EFE. MADRID
U
n despiste infantil en la celebración de un gol anulado al holandés Arjen Robben, aprovechado a la perfección por el Getafe, provocó la tercera derrota liguera de los últimos cuatro encuentros del Real Madrid, instalado en un mar de dudas en un momento clave de la temporada.
Las cosas han cambiado en la Liga desde que el Real Madrid ha perdido su solidez. Según el guión nada mejor que su arma más leal, el Bernabéu, para recuperar crédito cuando comenzaba a sentir el aliento del Barcelona. Desde el 10 de febrero no jugaba el Real Madrid ante su afición.
El Getafe no era el rival más propicio. Fue el último en puntuar en el coliseo blanco y sus buenas actuaciones ante el Real Madrid se repiten cada temporada, aunque el Bernabéu era una espina clavada desde aquella histórica final de Copa. Sus numerosas bajas -hasta siete- y la imposibilidad de Granero y De la Red de jugar ante el equipo que les formó, no provocó la perdida de identidad del equipo azulón.
Con Michael Laudrup ampliando un proyecto que creció con Bernd Schuster, el orden visitante bastó para fulminar el fútbol de un Real Madrid que no encontró el ritmo y sintió dudas con el paso de los minutos.

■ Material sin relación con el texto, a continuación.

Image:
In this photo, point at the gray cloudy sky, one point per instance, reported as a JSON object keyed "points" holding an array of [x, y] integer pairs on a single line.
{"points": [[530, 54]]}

Y eso que quiso mandar desde el inicio, con la firme intención de demostrar la fuerza del líder. Fue un espejismo. Las diabluras de Robben por la derecha de inicio, y por la izquierda desde la entrada de Mario, se difuminaron. Y aunque Guti se hartó de dar criterio, no hubo remate en todo el duelo.
El Getafe tenía aprendida la lección. Esperó su momento. Sin apuros. Incordió con la calidad de Pablo Hernández y la movilidad de Uche hasta un minuto, el 64, que marcó el partido y quien sabe si la Liga. El muro azulón caía tras un paradón del Pato a tiro ajustado de Torres, al que acudía Raúl, en claro fuera de juego, y concretaba en gol Robben. De la bandera del linier, levantada desde el inicio, sólo se percataron Raúl y Guti, que se ausentaron de una celebración por todo lo alto junto al banderín del córner.

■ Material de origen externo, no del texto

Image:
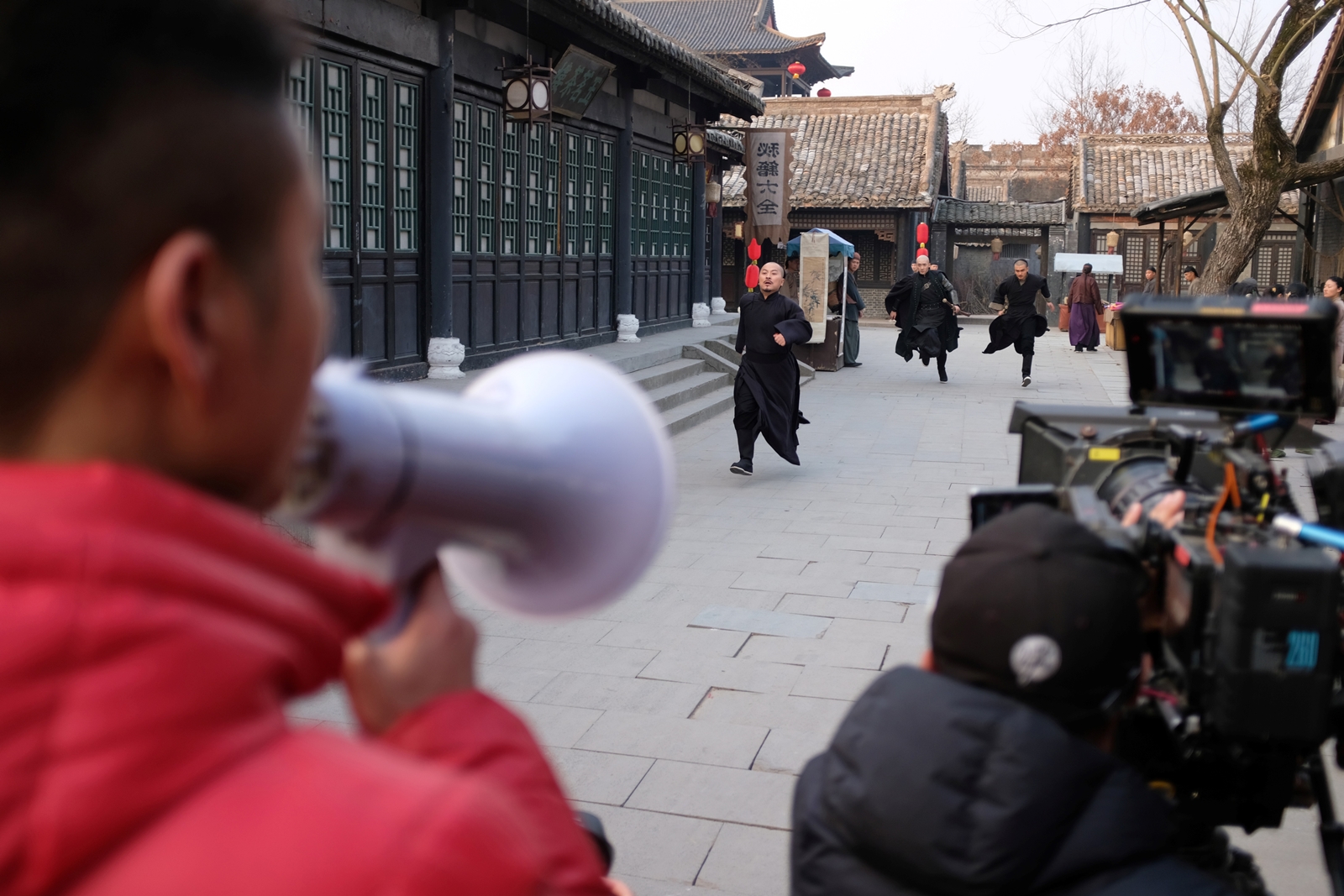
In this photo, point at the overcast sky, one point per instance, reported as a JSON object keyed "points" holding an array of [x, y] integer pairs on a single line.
{"points": [[963, 42]]}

Abbondanzieri estuvo rápido para lanzar una contra mortal, de libro, que acabó con cuatro azules contra dos blancos, y Uche fusilando a placer a Casillas, en un estadio al que tiene cogida la medida.
Sólo el corazón tiró del Real Madrid para luchar hasta el final por un imposible. El equipo de Schuster se adentra en su peor momento tras perder cuatro de sus cinco últimos partidos entre Liga y Liga de Campeones. El Getafe vivió un nuevo capítulo de un sueño que ya es realidad en el fútbol español.